They had told her whence the remedy for all this evil was to be looked for. If the child to be born three months hence should prove to be a son, the wrong would be righted; little Gerty would be no worse than if this had never happened, for it was not in any reason to be feared that the secret should ever transpire.

"And if my child should not be a son?" she had asked them simply.

"Then there would be two to share Baldwin's savings, and the unentailed property," Hayes Meredith had answered her, "and you would have to wait till the son and heir really did arrive."

She had said no more then, and now, as she mused over all that had been said, a passionate prayer arose in her heart, that the child for whose birth she now hoped, with feelings so widely, so sadly different from what they had been, might be a son. If it were so, Baldwin would be satisfied; the sting would be taken out of this calamity for him, though for her it never could be.

James Dugdale was right in the estimate he had formed of her feelings, little as she supposed that they were within any human ken. She did love little Gertrude wonderfully; and to know her to be illegitimate, to know that she must owe her name and place in the world to a concealment, a false pretence, was a wound in the mother's heart never to be healed, and whose aching was never to be allayed.

So the hours wore away, and with their wearing; there came to Margaret an increased sense of unreality. The ground she had trodden so securely was mined and shaken beneath her feet, and with the stability all the sweetness of her life had also passed away. In her thoughts she tried to avoid the keen remembrance of that beautiful, pure summertime of love and joy, over which this shadow had fallen, but she could not keep away from it; its twilight had too newly come. With keen intolerable swiftness and clearness a thousand memories of her beautiful, stately home came to haunt her, like forms of the dead, and it was all in vain that she strove to believe, with the friends who had endeavoured to cheer and console her, that the black shadow which had fallen between that home and her could ever be lifted more.

When the wintry dawn had fully come, she lay down on her bed, with her child in her arms, and slept. One tiny infant hand was doubled up against the mother's neck and her tear-stained cheek rested on the soft brown curls of the baby's hair.

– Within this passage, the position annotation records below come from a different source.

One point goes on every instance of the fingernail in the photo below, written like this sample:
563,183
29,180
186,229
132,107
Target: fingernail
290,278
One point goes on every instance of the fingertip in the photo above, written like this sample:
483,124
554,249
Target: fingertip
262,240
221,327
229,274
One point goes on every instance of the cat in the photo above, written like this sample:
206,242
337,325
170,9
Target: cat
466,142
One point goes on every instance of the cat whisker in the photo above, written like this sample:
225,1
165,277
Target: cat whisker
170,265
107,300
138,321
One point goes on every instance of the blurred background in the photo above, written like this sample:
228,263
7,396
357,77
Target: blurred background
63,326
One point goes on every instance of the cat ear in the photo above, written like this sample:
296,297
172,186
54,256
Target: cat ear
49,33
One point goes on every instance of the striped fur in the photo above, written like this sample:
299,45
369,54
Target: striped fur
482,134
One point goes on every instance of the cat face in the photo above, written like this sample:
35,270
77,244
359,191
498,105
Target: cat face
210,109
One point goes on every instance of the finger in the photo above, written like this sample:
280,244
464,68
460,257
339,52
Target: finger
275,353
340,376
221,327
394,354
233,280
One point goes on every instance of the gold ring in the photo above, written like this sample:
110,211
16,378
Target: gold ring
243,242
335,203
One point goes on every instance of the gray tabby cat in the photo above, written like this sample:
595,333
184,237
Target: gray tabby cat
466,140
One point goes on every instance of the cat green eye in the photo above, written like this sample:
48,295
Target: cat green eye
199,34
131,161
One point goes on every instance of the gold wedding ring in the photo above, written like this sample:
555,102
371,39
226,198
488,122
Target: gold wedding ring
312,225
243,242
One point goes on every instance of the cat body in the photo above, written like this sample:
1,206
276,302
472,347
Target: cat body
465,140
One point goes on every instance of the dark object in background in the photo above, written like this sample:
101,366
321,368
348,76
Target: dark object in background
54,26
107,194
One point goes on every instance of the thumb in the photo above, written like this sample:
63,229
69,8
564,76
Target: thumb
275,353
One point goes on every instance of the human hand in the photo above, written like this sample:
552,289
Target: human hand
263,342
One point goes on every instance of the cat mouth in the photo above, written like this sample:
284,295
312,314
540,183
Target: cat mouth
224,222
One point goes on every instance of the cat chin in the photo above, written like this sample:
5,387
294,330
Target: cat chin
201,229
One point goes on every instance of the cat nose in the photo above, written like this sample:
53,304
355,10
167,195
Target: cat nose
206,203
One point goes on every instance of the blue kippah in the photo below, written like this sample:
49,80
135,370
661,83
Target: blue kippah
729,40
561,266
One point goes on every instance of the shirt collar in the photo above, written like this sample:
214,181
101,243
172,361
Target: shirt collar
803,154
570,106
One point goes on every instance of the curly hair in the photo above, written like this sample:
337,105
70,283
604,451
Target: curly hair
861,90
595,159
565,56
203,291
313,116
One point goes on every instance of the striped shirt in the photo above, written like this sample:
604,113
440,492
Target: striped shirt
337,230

Margaret's slumber did not last long. She awoke long before the time at which she had told Baldwin she would be ready. When she drew back the curtains and let in the cold gleaming light, there was as yet but little stir or noise in the street, and the shops opposite the hotel were but slowly struggling into their full-dressed and business-like appearance. She turned from the window, and looked at her face in the glass. Was that face the same that had looked out at her only this time yesterday? She could hardly believe it was, so ghastly, so worn, so old it showed now. She turned away abruptly, and took off her dress, which she replaced by a dressing-gown, and shook down her rich hair about her neck and shoulders. Presently the child awoke and cried, and Margaret carried her to her nurse. She did not kiss the child, or look at her, after she had placed her in the woman's arms, but went away at once, with her teeth set.

How horrible, how unnatural, how shameful it seemed to Margaret, as she dressed herself in the plainest garments her travelling trunks supplied, that this should be her wedding-day, and she was dressing for her marriage! All the painful feelings which she had experienced were concentrated and expressed in those terrible, almost incredible words. She went through her unaided task steadily, only avoiding seeing her face in the glass; and when it was quite done, when her shawl, and bonnet, and gloves were on, she knelt down by her bed, with her face upon the coverlet, and her clasped hands outstretched, and there she prayed and waited.

At nine o'clock James Dugdale knocked at the door of Margaret's room. She opened the door at his summons, and silently gave him her hand.